The classic definition of learned helplessness is, "When people feel that they have no control over their situation, they may also begin to behave in a helpless manner. This inaction can lead people to overlook opportunities for relief or change."
It's also related to a belief that their locus of control is outside of themselves. They feel that external forces are in control of their destiny and that they can do little to change it, not realizing that everyone has an internal locus of control that can be activated at any time.

I dare not compare humans to dogs but the effect of environmental conditioning is undeniable.The key though to understanding the dynamics of domestic abuse, in my opinion, is that some women do not adopt this belief, or eventually come to reject the false beliefs and escape, while many believe the lies of verbal abuse spoken over them. I've read of some women becoming so hopeless and feeling so helpless, that they committed suicide; deeming that choice a better alternative to a life of degradation through physical and verbal abuse.

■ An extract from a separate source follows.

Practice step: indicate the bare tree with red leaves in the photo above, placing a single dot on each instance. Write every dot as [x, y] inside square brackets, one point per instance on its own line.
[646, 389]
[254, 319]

As a future Family Counselor and Human Services worker, it is the most agonizing thing in the world to watch someone return to an abuser, even though they've been warned, counseled, given shelter numbers and other resources that can help them escape. Frankly, it is one of the most frustrating experiences imaginable. I pray to God that I never receive a call or hear the news of one being hospitalized (or worse) that I've tried to help.